Wilhammer
Posts: 449
Joined: 5/24/2002 From: Out in the Sticks of Rockingham County, North Caro Status: offline
|
The elite training program fell apart very quickly. Basically, if you were not in the training prior to the Pacific War, you did not get the whole thing. American policy was to rotate stateside experienced pilots to training centers. The goal was to make average to above average pilots, and get the survival skills need for OJT to not be blocked by sudden death. The Japanese system did not involve this rotation of combat veterans back to training bases, thus the experience these guys had died with them. The reason was the Japanese had a limited war view; they expected a quick and sharp hammer blow by the elite to cut deep enough to make the US give up; essentially bowing to the 'obvious' superiortiy of the Japanese warrior.

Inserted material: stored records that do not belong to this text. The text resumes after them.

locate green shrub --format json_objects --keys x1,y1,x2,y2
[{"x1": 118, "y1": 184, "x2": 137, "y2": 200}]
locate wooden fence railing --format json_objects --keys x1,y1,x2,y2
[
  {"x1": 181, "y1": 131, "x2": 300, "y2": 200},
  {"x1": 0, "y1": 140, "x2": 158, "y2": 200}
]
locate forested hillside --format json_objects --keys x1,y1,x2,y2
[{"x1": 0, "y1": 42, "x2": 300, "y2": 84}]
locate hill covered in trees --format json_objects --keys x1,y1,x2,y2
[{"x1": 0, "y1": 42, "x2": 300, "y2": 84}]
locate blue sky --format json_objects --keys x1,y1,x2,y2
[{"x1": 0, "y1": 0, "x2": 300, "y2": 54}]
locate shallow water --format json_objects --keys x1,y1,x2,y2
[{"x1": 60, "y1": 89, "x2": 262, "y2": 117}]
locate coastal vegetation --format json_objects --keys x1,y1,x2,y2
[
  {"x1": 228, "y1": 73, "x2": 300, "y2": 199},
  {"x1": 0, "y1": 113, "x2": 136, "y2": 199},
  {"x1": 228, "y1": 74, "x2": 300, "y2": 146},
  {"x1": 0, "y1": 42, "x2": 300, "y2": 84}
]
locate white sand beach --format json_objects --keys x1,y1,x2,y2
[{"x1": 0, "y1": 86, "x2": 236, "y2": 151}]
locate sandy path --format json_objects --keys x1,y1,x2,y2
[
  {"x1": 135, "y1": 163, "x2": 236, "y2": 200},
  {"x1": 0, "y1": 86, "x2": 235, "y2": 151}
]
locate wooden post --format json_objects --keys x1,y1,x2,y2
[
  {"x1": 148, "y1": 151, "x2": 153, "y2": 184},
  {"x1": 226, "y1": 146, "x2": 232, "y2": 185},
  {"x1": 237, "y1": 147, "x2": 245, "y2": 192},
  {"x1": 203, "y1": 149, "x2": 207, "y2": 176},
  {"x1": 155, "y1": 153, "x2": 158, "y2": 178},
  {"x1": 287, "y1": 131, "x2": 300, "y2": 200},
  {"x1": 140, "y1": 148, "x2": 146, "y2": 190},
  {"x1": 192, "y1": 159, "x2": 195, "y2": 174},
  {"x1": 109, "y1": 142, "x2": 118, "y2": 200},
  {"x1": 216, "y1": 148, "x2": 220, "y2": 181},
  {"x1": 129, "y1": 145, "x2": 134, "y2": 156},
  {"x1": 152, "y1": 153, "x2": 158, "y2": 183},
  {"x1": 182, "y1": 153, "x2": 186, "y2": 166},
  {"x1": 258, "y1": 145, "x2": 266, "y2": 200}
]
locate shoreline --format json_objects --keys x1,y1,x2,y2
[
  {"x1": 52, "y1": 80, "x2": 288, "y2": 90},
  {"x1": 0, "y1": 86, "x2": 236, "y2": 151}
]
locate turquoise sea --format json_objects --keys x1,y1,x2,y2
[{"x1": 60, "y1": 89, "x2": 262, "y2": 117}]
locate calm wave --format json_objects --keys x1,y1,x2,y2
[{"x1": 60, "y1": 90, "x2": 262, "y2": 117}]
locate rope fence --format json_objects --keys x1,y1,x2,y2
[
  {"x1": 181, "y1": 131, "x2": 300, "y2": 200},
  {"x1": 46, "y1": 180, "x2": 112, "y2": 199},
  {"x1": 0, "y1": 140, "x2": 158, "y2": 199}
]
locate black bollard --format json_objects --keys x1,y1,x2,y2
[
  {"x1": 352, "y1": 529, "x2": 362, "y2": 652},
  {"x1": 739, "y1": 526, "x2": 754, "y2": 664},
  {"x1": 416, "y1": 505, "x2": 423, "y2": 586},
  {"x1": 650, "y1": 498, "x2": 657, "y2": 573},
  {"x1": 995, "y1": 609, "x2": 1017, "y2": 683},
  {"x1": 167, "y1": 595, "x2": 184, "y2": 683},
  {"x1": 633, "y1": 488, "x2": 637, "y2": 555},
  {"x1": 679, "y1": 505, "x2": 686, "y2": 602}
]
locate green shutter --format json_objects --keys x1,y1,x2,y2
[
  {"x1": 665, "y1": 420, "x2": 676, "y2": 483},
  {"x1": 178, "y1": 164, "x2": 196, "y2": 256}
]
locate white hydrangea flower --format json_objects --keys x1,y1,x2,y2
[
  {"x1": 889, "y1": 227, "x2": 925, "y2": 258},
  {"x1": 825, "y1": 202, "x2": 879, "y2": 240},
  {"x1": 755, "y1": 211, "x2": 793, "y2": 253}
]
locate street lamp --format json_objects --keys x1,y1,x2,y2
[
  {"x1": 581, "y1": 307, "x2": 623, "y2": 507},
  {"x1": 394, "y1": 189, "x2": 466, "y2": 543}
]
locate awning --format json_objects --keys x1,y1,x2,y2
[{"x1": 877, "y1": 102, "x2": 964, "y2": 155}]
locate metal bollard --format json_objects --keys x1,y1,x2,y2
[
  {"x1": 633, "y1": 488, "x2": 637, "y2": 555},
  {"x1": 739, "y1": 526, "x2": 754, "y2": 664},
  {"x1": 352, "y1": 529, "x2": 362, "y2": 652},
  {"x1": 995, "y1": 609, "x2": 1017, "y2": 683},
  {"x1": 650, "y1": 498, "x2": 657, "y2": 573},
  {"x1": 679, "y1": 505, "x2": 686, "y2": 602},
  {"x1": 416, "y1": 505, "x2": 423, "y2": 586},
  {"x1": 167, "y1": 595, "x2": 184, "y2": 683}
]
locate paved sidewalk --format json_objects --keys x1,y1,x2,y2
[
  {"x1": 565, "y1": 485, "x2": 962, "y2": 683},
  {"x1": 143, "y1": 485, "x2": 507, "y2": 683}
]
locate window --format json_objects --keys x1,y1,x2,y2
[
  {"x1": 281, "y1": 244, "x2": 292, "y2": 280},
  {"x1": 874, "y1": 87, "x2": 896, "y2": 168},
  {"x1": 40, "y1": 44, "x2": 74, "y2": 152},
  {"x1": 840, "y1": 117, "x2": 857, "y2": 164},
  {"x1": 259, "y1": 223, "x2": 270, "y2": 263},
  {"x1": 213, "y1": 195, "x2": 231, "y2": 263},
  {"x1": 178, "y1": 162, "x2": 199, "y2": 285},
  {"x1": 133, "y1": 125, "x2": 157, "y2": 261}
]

Of course, the US view was not conruent with this. They viewed the war as unlimited, and thus they used time as a tool of war, not shock. As someone else put it, the Japanese came in playing a game of Chess with the Americans. The Americans could put them in check mate, but the Japanes could not do the same. simply because it was impossible for Japan to conquer the US annd aslo impossible for them to blockade and starve the US, while Japan was vulnerable to both. They depended on scaring the Americans away from the game. Thing is, we did not play their game. Read the following from the Naval Institute Press: Kaigan: The rise of the Imperial Japanese Navy and its companion volume: Sunburst: The rise of Japanese Naval Aviation. Bill.